# Yamaha 50hp 2 stroke intermittent loss of power



## ek02 (May 8, 2012)

Fuel pump maybe? Can you squeeze the bulb and make it run? Another cause if it goes to idle is a bad temp sensor or the oil pump not working if it has one. Sounds like a safety system shutting it down to idle.


----------



## ecpp14 (Jun 3, 2015)

Thanks. I'll run it again in the morning. Squeezing the bulb didn't change the behavior but I'll try again.

I think that I'm getting oil since at least one of the check valves is leaking when the motor is tilted. I see a couple of drops of oil in that carb cover.

Your suggestion to look at the over temp protection is something that I should do. This motor doesn't seem to have an alarm but I will pull out the thermostats. The schematic shows two thermostat switch assemblies. I bet that they are 11 yrs old.


----------



## lemaymiami (Feb 9, 2007)

You didn't say what year that motor was... Here's a tip if your electric system is having shorting problems. The next time your motor shuts down on your look to where the surface packs are for your electrical system (the part that powers the spark plugs) and spray WD40 or similar product on and around each item generously... If it's an intermittent electrical short the lubricant will shut it down - and like magic your motor will regain full power... If that "fixes" your problem - it's only temporary but it will give you a good idea of what needs replacing... 

Good luck and post up what you eventually find out... I'm not generally a fan of replacing stuff on an outboard to see if that cures whatever problem you have since it's far too hit or miss...


----------



## ecpp14 (Jun 3, 2015)

Thanks Bob. It's a 2010 TLR Yamaha 2 stroke.
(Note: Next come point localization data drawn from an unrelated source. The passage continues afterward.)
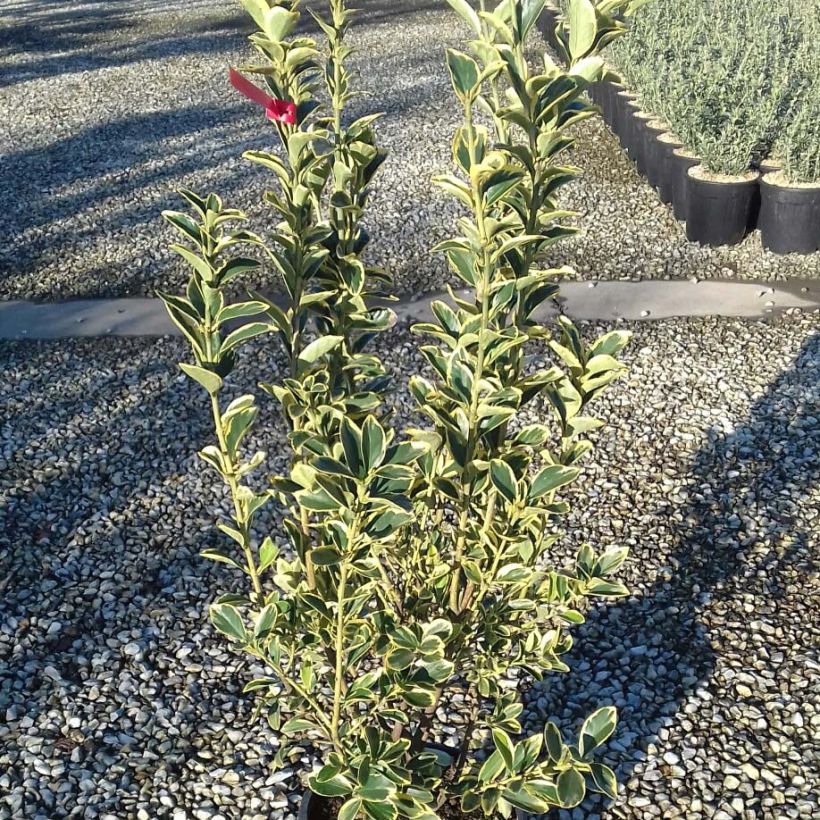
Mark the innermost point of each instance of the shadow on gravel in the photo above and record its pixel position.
(720, 601)
(99, 35)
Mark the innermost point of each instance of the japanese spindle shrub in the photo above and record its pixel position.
(410, 565)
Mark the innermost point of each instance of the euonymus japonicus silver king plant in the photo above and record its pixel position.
(411, 568)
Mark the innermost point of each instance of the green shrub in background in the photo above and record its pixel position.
(736, 81)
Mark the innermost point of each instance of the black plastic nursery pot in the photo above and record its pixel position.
(314, 807)
(638, 140)
(632, 124)
(720, 210)
(663, 146)
(789, 218)
(608, 102)
(654, 158)
(680, 162)
(622, 111)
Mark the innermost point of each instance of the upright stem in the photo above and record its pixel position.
(483, 296)
(233, 484)
(341, 592)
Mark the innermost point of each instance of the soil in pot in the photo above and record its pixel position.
(663, 147)
(680, 161)
(720, 210)
(789, 218)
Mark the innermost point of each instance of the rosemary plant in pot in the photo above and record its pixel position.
(410, 564)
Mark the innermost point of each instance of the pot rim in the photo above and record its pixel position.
(698, 172)
(683, 153)
(777, 179)
(670, 139)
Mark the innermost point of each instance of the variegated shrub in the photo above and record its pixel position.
(418, 563)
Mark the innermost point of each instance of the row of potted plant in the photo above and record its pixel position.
(710, 95)
(408, 564)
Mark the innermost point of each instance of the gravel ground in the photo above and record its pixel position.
(629, 234)
(120, 701)
(105, 111)
(107, 108)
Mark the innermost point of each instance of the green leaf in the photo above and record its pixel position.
(596, 729)
(604, 779)
(376, 788)
(553, 742)
(398, 659)
(385, 810)
(325, 556)
(337, 786)
(350, 809)
(240, 310)
(491, 768)
(571, 788)
(268, 553)
(374, 443)
(504, 746)
(610, 561)
(503, 479)
(551, 478)
(209, 380)
(228, 621)
(583, 27)
(525, 801)
(318, 348)
(463, 72)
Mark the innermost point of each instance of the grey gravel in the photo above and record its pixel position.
(106, 108)
(118, 700)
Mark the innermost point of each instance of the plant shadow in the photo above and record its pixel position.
(738, 544)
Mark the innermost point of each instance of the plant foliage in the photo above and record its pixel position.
(416, 564)
(737, 82)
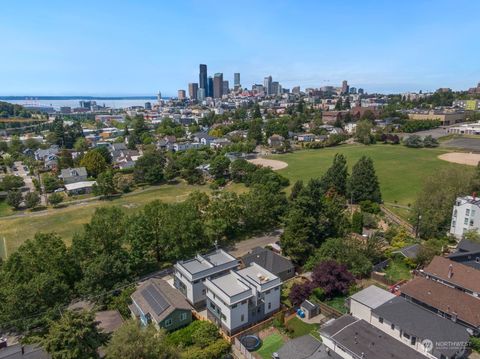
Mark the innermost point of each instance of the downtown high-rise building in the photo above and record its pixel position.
(202, 78)
(236, 79)
(218, 85)
(193, 90)
(267, 84)
(210, 86)
(181, 94)
(226, 87)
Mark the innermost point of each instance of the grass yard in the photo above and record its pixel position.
(300, 328)
(397, 270)
(69, 220)
(270, 345)
(400, 169)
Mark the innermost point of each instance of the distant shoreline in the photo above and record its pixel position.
(29, 97)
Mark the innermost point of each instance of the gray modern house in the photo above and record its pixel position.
(239, 299)
(190, 275)
(155, 301)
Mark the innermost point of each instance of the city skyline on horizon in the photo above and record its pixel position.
(425, 46)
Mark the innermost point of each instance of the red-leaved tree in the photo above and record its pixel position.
(332, 277)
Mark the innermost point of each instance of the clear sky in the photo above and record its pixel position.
(121, 47)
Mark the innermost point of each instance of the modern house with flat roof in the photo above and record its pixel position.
(239, 299)
(155, 301)
(190, 275)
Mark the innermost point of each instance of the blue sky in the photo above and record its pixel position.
(138, 47)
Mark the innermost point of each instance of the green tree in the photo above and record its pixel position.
(74, 336)
(363, 184)
(35, 281)
(132, 341)
(363, 132)
(14, 198)
(94, 163)
(219, 166)
(150, 168)
(32, 199)
(336, 176)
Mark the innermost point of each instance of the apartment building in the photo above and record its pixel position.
(190, 275)
(465, 216)
(239, 299)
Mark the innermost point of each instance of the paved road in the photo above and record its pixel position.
(243, 247)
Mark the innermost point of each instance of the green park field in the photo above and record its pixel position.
(401, 172)
(69, 220)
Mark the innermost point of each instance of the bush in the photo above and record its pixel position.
(370, 207)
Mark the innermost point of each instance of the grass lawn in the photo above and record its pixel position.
(397, 270)
(270, 345)
(400, 169)
(69, 220)
(301, 328)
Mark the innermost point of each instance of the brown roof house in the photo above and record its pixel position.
(155, 301)
(446, 301)
(451, 273)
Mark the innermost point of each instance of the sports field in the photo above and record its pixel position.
(66, 221)
(400, 169)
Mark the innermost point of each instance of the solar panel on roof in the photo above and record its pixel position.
(155, 299)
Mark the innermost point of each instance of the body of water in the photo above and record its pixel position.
(73, 102)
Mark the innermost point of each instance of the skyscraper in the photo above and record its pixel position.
(210, 87)
(202, 78)
(218, 85)
(267, 83)
(225, 87)
(193, 90)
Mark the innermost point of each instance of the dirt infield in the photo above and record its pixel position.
(273, 164)
(462, 158)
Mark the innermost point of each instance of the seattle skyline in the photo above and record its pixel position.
(138, 48)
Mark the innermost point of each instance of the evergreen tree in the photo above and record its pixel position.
(336, 176)
(363, 183)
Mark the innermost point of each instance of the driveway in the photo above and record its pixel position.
(243, 247)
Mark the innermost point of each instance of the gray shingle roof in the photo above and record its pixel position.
(158, 299)
(359, 337)
(305, 347)
(267, 259)
(419, 322)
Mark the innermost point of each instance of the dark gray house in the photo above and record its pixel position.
(74, 175)
(467, 253)
(271, 261)
(155, 301)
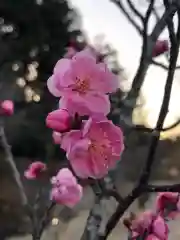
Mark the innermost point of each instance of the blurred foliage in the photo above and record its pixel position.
(33, 36)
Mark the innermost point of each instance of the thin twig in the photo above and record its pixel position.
(43, 222)
(135, 10)
(10, 161)
(128, 16)
(143, 180)
(163, 188)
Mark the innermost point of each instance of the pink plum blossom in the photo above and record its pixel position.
(7, 107)
(35, 169)
(161, 47)
(167, 204)
(151, 223)
(59, 120)
(57, 137)
(95, 149)
(84, 82)
(65, 189)
(71, 51)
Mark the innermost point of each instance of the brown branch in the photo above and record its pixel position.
(144, 178)
(9, 160)
(135, 10)
(163, 188)
(127, 15)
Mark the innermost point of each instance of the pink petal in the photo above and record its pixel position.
(57, 137)
(51, 84)
(97, 103)
(62, 66)
(65, 177)
(160, 227)
(70, 138)
(73, 107)
(29, 175)
(79, 159)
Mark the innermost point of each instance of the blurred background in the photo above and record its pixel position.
(34, 34)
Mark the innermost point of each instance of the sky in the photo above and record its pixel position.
(103, 17)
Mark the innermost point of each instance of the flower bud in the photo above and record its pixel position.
(35, 170)
(57, 137)
(7, 107)
(59, 120)
(161, 47)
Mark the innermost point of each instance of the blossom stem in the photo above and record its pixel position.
(41, 226)
(164, 188)
(10, 161)
(140, 188)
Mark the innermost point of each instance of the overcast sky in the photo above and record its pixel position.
(102, 16)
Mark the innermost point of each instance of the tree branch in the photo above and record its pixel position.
(9, 160)
(144, 178)
(127, 15)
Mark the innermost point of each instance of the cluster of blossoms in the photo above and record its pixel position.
(93, 144)
(153, 225)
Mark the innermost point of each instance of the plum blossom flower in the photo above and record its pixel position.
(35, 170)
(84, 82)
(59, 120)
(7, 107)
(65, 189)
(57, 137)
(71, 51)
(168, 204)
(161, 47)
(95, 149)
(150, 225)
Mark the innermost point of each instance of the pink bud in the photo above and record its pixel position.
(34, 170)
(149, 221)
(161, 47)
(57, 137)
(59, 120)
(167, 204)
(65, 188)
(160, 228)
(71, 51)
(7, 107)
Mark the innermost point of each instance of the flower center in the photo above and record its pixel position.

Today we ran about 10 miles without a hint of motor trouble. It's a good thing since we had to race for cover twice from thunderstorms. The only things that I did differently was to run all the gas out of the motor after the last trip and I didn't tilt it all the way up afterwards. I am going to pull the thermostat and test it. Today the upper pee hole was discharging warm water like I expected.


----------



## JMZ400 (Aug 30, 2015)

I know you rebuilt the carbs, but be very careful about forcing it to run. Don’t want a cylinder to run lean. Ask me how I know😩


----------



## Plantation (Nov 24, 2015)

I had this issue with mine after I cleaned the carbs one time and it was a stuck float. I could run it for ~5 minutes then I'd drop a cylinder. I could trim my motor all the way up then down and it would work again for 5 minutes. Thats how I realized it was a sticky floatin the carb. See if that happens once you bog down. Also with the airbox removed you can find out what carb is failing you by putting your hand over the face of one carb at a time. If you put your hand over the face of one and it changes tone or wants to cut off on you then that carb is working. The one that doesnt change anything is the one that's giving you issues.


----------